Officials unveil new speed zone signs

On Aug. 29, a broad coalition of state and local stakeholders, gathered to celebrate the unveiling of new school speed zone signs on the state-owned Boston Post Road in the vicinity of Mamaroneck High School, MHS, between the Mamaroneck Town Center and Richbell Road. The 20 mph speed zone has been sought by the community for a number of years and will be in effect on school days between the hours of 7 a.m. to 6 p.m.

Village of Mamaroneck Mayor Norman Rosenblum speaks at the unveiling of the new school speed zone sign on
Boston Post Road.
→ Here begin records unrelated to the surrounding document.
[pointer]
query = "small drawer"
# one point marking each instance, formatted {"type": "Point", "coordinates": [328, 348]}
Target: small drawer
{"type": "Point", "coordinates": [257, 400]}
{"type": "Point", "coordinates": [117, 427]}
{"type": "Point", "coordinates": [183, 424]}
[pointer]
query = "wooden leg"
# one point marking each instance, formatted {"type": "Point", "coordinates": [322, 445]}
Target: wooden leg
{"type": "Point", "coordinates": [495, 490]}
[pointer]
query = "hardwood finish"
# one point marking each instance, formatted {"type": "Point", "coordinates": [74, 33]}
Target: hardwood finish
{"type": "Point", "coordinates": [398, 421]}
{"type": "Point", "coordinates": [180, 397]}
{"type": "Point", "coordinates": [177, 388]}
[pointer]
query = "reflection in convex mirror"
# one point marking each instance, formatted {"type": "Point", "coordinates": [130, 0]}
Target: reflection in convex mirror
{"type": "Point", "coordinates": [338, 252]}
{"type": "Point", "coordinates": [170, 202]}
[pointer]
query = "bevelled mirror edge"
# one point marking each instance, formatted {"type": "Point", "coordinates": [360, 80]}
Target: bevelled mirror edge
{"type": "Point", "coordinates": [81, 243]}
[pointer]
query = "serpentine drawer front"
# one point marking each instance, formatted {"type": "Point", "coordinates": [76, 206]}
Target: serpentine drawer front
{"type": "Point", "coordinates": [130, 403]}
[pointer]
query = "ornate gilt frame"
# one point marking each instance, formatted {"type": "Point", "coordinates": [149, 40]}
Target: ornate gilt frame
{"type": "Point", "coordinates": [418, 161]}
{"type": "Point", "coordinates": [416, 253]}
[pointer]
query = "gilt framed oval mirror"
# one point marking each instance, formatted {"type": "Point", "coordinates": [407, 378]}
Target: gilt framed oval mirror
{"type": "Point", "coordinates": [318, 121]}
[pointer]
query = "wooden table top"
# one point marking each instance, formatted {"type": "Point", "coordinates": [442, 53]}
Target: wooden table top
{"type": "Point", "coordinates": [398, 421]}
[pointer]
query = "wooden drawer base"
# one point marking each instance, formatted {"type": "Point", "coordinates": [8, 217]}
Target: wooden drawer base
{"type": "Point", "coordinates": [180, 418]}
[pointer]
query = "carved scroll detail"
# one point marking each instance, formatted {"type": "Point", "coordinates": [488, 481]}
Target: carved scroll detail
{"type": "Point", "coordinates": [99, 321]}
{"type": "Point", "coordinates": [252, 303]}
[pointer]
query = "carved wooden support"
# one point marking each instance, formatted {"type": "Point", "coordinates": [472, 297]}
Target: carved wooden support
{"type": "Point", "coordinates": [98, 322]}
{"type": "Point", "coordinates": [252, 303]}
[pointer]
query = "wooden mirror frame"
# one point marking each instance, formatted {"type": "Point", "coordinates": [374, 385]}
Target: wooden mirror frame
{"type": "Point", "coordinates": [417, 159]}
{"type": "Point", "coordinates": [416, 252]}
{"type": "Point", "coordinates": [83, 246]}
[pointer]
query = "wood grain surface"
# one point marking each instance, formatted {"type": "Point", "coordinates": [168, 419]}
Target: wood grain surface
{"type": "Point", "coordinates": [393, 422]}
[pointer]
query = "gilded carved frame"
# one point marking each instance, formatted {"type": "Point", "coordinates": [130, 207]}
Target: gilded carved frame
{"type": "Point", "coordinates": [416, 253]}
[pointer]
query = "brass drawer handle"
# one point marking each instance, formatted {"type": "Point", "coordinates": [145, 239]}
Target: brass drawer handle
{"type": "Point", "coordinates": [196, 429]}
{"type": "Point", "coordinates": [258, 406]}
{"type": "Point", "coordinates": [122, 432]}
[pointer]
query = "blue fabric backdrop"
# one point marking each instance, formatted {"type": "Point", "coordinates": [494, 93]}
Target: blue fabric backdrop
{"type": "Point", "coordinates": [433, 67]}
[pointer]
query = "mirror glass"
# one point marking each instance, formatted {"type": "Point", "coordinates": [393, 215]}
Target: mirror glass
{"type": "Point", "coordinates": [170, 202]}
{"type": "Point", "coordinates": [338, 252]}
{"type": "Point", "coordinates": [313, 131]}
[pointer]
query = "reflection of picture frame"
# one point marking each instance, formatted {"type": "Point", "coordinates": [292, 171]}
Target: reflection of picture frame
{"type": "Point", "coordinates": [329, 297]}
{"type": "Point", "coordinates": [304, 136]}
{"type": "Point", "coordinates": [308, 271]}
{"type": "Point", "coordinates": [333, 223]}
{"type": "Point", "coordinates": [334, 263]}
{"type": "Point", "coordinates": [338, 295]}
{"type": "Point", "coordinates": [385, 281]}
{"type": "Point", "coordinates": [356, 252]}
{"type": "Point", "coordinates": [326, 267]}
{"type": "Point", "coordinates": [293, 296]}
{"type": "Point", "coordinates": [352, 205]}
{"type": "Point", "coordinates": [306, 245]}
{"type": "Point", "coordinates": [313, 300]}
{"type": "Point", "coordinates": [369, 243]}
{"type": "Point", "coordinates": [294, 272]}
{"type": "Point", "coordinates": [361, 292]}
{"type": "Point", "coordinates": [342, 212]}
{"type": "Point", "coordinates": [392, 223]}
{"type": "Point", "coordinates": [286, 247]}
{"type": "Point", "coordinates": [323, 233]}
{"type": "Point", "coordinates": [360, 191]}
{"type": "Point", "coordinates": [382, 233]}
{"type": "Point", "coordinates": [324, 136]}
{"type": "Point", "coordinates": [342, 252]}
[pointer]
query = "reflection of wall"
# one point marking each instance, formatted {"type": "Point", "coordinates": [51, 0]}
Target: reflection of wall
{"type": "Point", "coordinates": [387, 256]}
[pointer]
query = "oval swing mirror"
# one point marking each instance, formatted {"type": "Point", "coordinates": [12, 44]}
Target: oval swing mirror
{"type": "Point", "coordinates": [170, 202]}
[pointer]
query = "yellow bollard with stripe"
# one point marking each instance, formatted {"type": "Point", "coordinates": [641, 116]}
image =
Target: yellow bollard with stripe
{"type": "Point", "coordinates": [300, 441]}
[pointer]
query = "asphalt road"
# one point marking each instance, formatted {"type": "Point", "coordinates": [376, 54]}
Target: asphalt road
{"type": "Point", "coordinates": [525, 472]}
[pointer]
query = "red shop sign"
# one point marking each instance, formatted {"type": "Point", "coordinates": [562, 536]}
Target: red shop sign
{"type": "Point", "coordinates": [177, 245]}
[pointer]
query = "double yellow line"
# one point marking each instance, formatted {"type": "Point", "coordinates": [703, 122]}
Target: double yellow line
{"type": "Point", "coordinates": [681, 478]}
Photo/Jen Parente

New “school crossing ahead” signs have also been installed on the Boston Post Road in advance of MHS and Hommocks Middle School to alert motorists of school activity ahead as they approach the new reduced speed zone area. Working with the New York State Department of Transportation, DOT, Assemblyman Steve Otis, a Rye Democrat, Senator George Latimer, a Rye Democrat, and local officials developed the new plan to address school pedestrian safety concerns for both schools.

“The key to addressing long-standing pedestrian safety concerns around Mamaroneck High School was to bring together DOT officials, School Superintendent Bob Shaps, local officials, law enforcement and Mamaroneck’s Safe Routes to School advocates,” said Otis, who was instrumental in assembling the coalition and bringing the concerns of local safety advocates to the attention of state transportation officials.  “Everyone worked diligently to achieve these much-needed improvements.”

“With the success of the Safe Routes to School, SRTS, program that was launched in 2007, pedestrian and bicycle activity on the Boston Post Road has increased dramatically over the past decade,” Latimer said.  “This has highlighted the need to adopt traffic calming measures on this heavily traveled corridor.”

“On behalf of the district, I applaud this collaborative effort by Safe Routes to School, elected officials and the State Department of Transportation to designate this area as a reduced speed zone and help ensure a safe school environment,” said Shaps, who noted that a large percentage of Mamaroneck’s student body and staff travel along this stretch of Boston Post Road before, during and after the school day. “We look forward to notifying our families and staff of this significant change.”

“Since our community was introduced to the Safe Routes to School initiative in 2008, students, parents and teachers have a better understanding of the physical and social benefits of walking and cycling to school,” said Kim Larsen, Safe Routes program coordinator. “The number of students biking and walking to school has doubled in that time, and with hundreds of students on the Boston Post Road corridor every school day, we are thrilled to have this speed zone in place.”

In October 2016, Otis and Latimer convened a meeting with state DOT representatives and local stakeholders to explore several pedestrian safety options that could address the increasing safety concerns. After surveying the area, inspecting traffic signals and reviewing accident reports with a small working group, DOT representatives acknowledged that the increased number of students walking to school and bicycling on the sidewalks posed a significant safety issue.

On May 8, 2017, the village of Mamaroneck passed a resolution to support and guide DOT’s safety initiatives, and DOT agreed to establish a school speed zone in front of MHS. DOT will also permit the village to install pavement markings identifying the “school zone” on both approaches to MHS.

“It is our intention to install these pavement markings this fall to further enhance pedestrian safety as motorists approach the new school speed zone,” said village Mayor Norman Rosenblum, a Republican.